While there are several Kumaris throughout Nepal, with some cities having several, the best known is the Royal Kumari of Kathmandu, and she lives in the Kumari Ghar, a palace in the center of the city. The selection process for her is especially rigorous. The current Royal Kumari, Matina Shakya, aged four, was installed in October 2008 by the Maoist government that replaced the monarchy. Chanira Bajracharya, as the Kumari of Patan is the second most important living goddess
A Kumari is believed to be the bodily incarnation of the goddess Taleju (the Nepalese name for Durga) until she menstruates, after which it is believed that the goddess vacates her body. Serious illness or a major loss of blood from an injury are also causes for her to revert to common status.
The predominance of the Kumari cult is more distinctly evident among the Newar community inside the Kathmandu Valley as she has become an inevitable feature of their worship almost in every Vihar and Bahal and including the nooks and corners of Newari settlements. However, it was the Vajrayana sect of Mahayana Buddhism that was responsible for establishing the tradition of worshipping a girl from the Sakya community as the royal Living Goddess.
The selection of the Living Goddess is a highly elaborate tantric ritual. Upon passing the preliminary test, this is merely concerned with their 32 attributes of perfection, including the colour of her eyes, the shape of her teeth and the sound of her voice. Her horoscope must also be appropriate. The 4 to 7 year poor girls from the Sakya community are made to confront a goddess in the darkened room. The sight of the Buffalo heads scattered around, the demon- like masked dancers, the terrifying noises theyencounter scare some of these innocent babies. The real goddess is unlikely to be frightened, so the one who is calm and collected throughout the tests is the only girl who is entitled to sit on the pedestal for worship as the Living Goddess. Then as a final test similar to that of the Dalai Lama, the Kumari then chooses items of clothing and decoration worn by her predecessor.
The god-house Kumari Ghar is a store-house of magnificent intricate carvings where the Living Goddess performs her daily rituals. During her tenure in the god-house, Guthi Sansthan, the government trust fund bears her entire expenses including that of her caretakers. Under normal circumstances, her days in the god-house come to an end with her first menstruation, but if she turns out to be unlucky, as they say, even a minor scratch on her body that bleeds can make her invalid for worship. She then changes back to the status of normal mortal and the search of a new Kumari begins. It is said to be unlucky to marry an ex-Kumari.

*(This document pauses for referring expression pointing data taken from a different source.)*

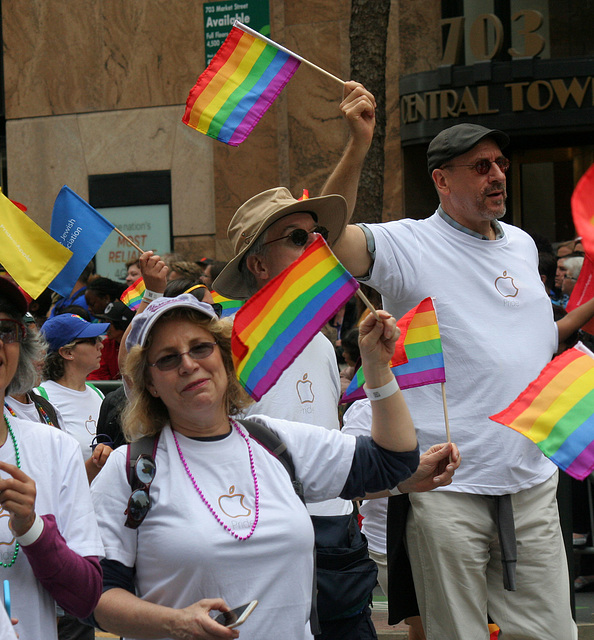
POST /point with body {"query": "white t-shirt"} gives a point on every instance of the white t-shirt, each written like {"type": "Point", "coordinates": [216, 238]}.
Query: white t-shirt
{"type": "Point", "coordinates": [497, 332]}
{"type": "Point", "coordinates": [79, 411]}
{"type": "Point", "coordinates": [357, 422]}
{"type": "Point", "coordinates": [308, 391]}
{"type": "Point", "coordinates": [182, 553]}
{"type": "Point", "coordinates": [53, 459]}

On Indra Jatra, in September, the Living Goddess in all her jeweled splendor travels through the older part of Kathmandu city in a three tiered chariot accompanied by Ganesh and Bhairab each day for three days. It is really a grand gala in which people in their thousands throng in and around the Kathmandu Durbar Square to pay their homage to the Living Goddess. During this festival she also blesses the King in keeping with the tradition in which the first king of the Shah dynasty, who annexed Kathmandu in 1768, received a blessing from the Living Goddess.
The worship of the goddess in a young girl represents the worship of divine consciousness spread all over the creation. As the supreme goddess is thought to have manifested this entire cosmos out of her womb she exists equally in animate as well as inanimate objects. While worship of an idol represents the worship and recognition of supreme through inanimate materials, worship of a human represents veneration and recognition of the same supreme in conscious beings.

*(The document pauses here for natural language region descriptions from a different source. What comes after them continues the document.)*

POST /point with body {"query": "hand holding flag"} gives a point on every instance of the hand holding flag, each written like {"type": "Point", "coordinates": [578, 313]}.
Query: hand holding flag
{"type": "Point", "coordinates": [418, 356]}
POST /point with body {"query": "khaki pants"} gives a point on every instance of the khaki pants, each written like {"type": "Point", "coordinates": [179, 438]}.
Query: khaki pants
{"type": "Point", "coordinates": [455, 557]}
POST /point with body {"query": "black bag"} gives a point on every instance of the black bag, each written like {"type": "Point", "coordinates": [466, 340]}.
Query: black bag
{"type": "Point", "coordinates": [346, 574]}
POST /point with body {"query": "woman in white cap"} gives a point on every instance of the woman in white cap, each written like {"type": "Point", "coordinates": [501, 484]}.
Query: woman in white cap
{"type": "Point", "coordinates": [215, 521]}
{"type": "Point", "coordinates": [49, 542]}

In the Shakta text Devi Mahatmyam or Chandi, the goddess is said to have declared that she resides in all female living beings in this universe. The entire ritual of Kumari is based on this verse. But while worshiping a goddess, only a young girl is chosen over a mature lady because of their inherent purity and chastity which are considered to be principle characteristics of Durga.
Hindu scriptures like the Jnanarnava Rudrayamala tantra assign different names to a Kumari depending on her age. A one year-old girl is called Sandhya, a two year-old girl is called Sarasvati, a child of three years of age is called Tridhamurti, on her fourth year she is Kalika, on fifth she is Subhaga, on sixth she is Uma, on her seventh year she is called Malini, on the ninth year she is Kaalasandarbha, on reaching tenth year she is Aparajita, on eleventh she is Rudrani, on twelfth year she is named Bhairavi, on thirteenth she is Mahalakshmi, on fourteenth she is Pithanayika, on fifteenth she is Kshetragya, and on sixteenth years of her age she is Ambika.

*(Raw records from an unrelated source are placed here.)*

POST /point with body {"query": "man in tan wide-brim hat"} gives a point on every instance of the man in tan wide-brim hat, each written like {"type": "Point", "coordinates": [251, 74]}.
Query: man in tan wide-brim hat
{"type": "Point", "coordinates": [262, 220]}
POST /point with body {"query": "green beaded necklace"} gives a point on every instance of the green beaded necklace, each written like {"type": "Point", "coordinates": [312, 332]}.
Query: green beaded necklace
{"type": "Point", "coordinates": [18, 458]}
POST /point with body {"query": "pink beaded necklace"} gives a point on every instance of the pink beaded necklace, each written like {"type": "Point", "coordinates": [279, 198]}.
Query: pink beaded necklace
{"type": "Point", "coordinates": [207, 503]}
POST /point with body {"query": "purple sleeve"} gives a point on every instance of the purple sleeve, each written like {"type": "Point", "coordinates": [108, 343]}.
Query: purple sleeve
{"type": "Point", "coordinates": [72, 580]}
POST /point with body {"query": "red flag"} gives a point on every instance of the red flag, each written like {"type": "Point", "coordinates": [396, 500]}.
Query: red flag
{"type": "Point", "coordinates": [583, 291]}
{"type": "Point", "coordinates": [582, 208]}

In India, Kumaris are worshiped only for a day and these names are assigned only until the ritual lasts, usually a few hours. But usually one cannot be a Kumari beyond sixteen years of age due to the onset of menstrual cycles.
The main target of a Kumari puja is to realize the potential divinity in every human being, mostly female. A Hindu spiritual aspirant sees the universal consciousness manifested in an innocent child.